Brown and his wife, Dr. Michelle Brown, met at B-CU when he was involved with the football program and she was playing softball. They decided to move to Daytona Beach together where Brown continued to coach Pop Warner football in Port Orange and work in Ormond Beach. Once he accepted a job with the Department of Children and Families in 2015, he wanted to keep all of his activities close to home and volunteered with the Daytona Beach Pop Warner program run by football commissioner Thomas Roland.
In 2017, Solar Flex owner Joshua Roberts had been operating his business for a little over one year when he was asked to be Father Lopez Catholic High School's football team’s strength coach and help with team development. He discussed the team’s goals with then head coach Matt Knauss and thought Brown would be a good fit as the defensive coordinator. Brown and Roberts had only had two interactions with each other previously— during practice at B-CU and at Amped Fitness. It was close to midnight when he reached out to Brown.
“We really didn’t have a tight relationship — I was the new kid on the team (at B-CU),” Roberts said. “But from the beginning, he was like, ‘Hey, man, I see you working — keep working.’ A couple years later, I caught Pat in Amped Fitness working out a couple times and he said ‘Man, you always work hard.’ He was always positive and that goes a long way. My mom used to say to me that people forget what you say to them, they’ll forget what you do for them but they’ll never forget how you make them feel. That was my story with Pat.”
They coached together at Father Lopez for two seasons until Brown accepted the head coach position at Seabreeze and Roberts went with him as his assistant coach. During Brown’s four-year tenure, the Sandcrabs grabbed the district championship in 2021. Brown took over a team that went 1-9 in 2018 and compiled a 5-5 record in 2019.

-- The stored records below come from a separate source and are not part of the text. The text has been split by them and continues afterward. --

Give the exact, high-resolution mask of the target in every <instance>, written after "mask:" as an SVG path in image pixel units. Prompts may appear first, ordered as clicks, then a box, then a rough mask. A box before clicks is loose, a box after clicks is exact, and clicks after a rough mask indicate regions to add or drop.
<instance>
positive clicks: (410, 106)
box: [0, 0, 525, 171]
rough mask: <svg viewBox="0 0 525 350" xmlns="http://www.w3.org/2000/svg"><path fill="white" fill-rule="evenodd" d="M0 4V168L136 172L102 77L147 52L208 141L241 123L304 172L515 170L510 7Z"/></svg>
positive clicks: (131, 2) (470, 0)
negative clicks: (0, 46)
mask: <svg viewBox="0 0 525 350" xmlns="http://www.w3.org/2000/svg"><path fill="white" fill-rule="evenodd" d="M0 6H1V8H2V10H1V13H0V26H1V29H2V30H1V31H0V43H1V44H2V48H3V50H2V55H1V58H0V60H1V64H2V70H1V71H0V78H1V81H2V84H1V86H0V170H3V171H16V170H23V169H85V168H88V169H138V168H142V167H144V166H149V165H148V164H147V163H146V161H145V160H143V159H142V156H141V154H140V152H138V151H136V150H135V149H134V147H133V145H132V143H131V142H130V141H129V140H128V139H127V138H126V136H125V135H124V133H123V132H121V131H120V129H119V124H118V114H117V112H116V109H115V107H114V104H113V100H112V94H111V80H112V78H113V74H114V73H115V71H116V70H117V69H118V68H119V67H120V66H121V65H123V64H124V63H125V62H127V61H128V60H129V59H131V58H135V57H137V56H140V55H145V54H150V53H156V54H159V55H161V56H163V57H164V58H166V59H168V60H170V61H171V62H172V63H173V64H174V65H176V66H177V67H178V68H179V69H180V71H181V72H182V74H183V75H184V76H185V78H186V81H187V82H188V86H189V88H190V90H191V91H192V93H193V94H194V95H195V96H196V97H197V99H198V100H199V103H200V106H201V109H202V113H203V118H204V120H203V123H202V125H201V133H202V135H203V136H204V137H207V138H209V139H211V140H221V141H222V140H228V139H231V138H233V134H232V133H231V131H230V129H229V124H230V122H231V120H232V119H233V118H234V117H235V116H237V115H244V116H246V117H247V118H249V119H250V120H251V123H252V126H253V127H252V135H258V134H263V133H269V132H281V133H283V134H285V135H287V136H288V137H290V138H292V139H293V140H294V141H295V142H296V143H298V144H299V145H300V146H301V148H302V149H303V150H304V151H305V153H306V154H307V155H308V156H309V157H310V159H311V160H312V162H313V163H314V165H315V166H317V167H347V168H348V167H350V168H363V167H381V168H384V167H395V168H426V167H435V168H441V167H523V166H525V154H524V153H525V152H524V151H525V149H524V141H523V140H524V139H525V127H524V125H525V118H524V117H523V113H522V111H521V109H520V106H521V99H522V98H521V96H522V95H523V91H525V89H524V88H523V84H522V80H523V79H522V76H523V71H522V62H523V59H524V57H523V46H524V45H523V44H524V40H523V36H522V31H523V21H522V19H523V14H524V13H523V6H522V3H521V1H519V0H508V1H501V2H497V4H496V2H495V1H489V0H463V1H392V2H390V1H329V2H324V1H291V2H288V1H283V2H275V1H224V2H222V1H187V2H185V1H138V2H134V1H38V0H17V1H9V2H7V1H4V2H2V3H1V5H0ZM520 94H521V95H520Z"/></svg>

Woodie said Brown reminds him of his own career trajectory and ideology. Woodie was 23 years old when he became the head football coach at Bayshore High School in Bradenton and took the team to the state playoffs seven times. He was then the head coach at Palmetto High School before launching his college coaching career at Western Kentucky University in 2012. He was an assistant coach at the University of South Florida, the Oregon, Florida State and Florida Atlantic before taking on the head coach position at B-CU.
“He’s a diamond in a rough,” Woodie said of Brown. “I just think that if he keeps progressing, keeps learning like he is, he’s going to go a long way. He has grit, he’s a hard worker, he’s caring and he’s loyal. He’s a family man, number one, and when you see that, it’s a lot that he brings to these student athletes. They see a really great father and great husband. He goes over and beyond the call of duty.”
Roberts said he not only loves that Brown is back in the area but applauds him in bringing his knowledge and expertise back to B-CU.
“I get my best friend back,” he said. “I love the idea of him coming back here to be able to take the knowledge that he’s learned over the years, as well as what he’s learned at the last two places he was at, and coming back to help this area really flourish again.”